Одноразовый мир

Забрезжил свет. Редкие лучи пробились сквозь ветки деревьев и ударили в стены комнаты, пронзая насквозь муть стекла маленького окошка. Его голова лежала на крепком деревянном столе, находившемся толи в предбаннике, толи келье, толи мастерской. Пыль кружила в лучах молодого, некрепкого солнца. Его лицо скрывали густые, длинные, растрепанные , окрашенные сединой волосы. Борода не была слишком большой, она курчавилась и создавала впечатление старой копны сена, перевязанной прошлым летом и забытой на поле, оставленной под дождь снег и вечный ветер. Холщовая рубаха посерела скорее всего не от старости, а от пыли, которая при малейшем сквозняке, порывалась сорваться с ткани, но под тяжестью дней своего пребывания тут же укладывалась на давно пригретое место.
Он приоткрыл глаза. Не окрепшее зрение заметило движение, уцепилось за него и стало прикладывать силы на придании четкости того, что привлекло его внимание. Это что-то постоянно меняло свою форму. Растягивалось, собиралось, растекалось. Потом неожиданно увеличивалось, лопалось, из остатков собиралась похожая масса и снова начинала свой путь.
Он закрыл глаза, крепко зажмурился, собрался с силами и открыл снова.
Это была молекула или бактерия, которая стремилась двигаться, но не могла, она хотела соединиться с себе подобными, породить себе подобных, но все усилия были тщетны. Она лопалась и лопалась, и с каждым разом в общую массу стекалось все меньше и меньше субстанции, пока бактерия не исчезла совсем.
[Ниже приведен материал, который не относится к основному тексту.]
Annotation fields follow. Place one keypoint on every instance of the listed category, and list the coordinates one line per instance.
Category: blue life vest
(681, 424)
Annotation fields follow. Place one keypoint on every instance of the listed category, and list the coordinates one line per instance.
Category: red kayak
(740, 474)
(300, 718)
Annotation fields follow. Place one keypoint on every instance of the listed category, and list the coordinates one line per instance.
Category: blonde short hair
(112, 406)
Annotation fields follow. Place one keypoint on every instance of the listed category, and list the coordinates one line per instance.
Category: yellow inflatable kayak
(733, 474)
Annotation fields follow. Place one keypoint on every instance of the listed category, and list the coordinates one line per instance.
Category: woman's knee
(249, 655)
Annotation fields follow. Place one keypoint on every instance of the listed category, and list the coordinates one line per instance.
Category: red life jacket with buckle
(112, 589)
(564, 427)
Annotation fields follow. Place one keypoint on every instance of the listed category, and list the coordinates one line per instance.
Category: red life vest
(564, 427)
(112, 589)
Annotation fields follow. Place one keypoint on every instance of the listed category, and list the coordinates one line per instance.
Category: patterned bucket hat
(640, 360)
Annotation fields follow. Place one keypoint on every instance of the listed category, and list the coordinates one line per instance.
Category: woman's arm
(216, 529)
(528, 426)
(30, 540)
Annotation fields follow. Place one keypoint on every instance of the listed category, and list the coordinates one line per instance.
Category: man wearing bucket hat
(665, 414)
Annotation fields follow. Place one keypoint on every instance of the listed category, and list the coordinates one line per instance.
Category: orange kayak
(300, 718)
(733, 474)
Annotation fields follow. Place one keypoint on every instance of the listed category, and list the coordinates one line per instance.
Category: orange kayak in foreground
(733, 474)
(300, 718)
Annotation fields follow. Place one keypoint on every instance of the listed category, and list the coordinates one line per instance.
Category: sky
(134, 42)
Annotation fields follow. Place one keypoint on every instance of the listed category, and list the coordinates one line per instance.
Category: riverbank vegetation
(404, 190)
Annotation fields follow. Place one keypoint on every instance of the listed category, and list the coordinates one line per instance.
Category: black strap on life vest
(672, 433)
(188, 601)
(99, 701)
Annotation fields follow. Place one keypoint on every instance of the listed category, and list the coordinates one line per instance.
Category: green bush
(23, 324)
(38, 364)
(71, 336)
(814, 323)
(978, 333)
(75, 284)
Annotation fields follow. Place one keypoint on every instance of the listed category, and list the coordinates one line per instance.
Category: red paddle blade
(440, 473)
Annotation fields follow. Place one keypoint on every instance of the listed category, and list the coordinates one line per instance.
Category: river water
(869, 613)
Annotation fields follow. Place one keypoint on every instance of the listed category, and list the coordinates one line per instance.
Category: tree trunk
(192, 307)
"Что-то не так" - подумал он, и немного приподнял голову со стола. Его взгляд поймал гусеницу, которая недавно приобрела свою форму из личинки. Она ползла и пыталась найти себе питание, но слабые клешни и кислотный сок, который она выделяла, не позволили ей растворить ни крошек, не древесины стола. Так продолжалось совсем не долго. В конвульсиях гусеница еще раз дернула тельцем и остановилась. Пробегающий мимо жук, с большими усами быстро проломил ее своими клешнями и понес куда-то к себе. Но попав под луч солнца, который проламываясь сквозь муть стекла, все таки становился сильнее, задергался. Панцирь жука оказался совсем слабым, практически прозрачным. Тонкий хитин не выдержал даже небольшого изменения температуры, жук задергался, попытался убежать в тень, и ему это удалось. Но сила тепла уже сыграла свою роль, и попав в спасительную серость, его дернуло несколько конвульсий и тельце осталось лежать неподвижно.
"Сколько же я спал", - подумал седовласый. Он приподнялся над столом, но неловким движением руки задел глиняную бутыль стоявшую рядом. Бутыль отскочила, упала на бок и покатилась, гудение катящегося сосуда из совсем еле слышного становилось все громче и громче, она набирала скорость, столешница не заканчивалась, уже казалось, что огромный паровоз несется где то далеко за поворотом. Посуда разлеталась по столу в разные стороны. Падала на пол, и рассыпалась на осколки. Осколки впивались в пол, и в каждом месте приземления образовывались трещины. Они соединялись между собой, создавая неправильный узор, их становилось все больше и больше. Они начали подниматься с пола по стенам. И уже через мгновение пол, стены, потолок были покрыты редкой паутиной крупных, разрастающихся трещин.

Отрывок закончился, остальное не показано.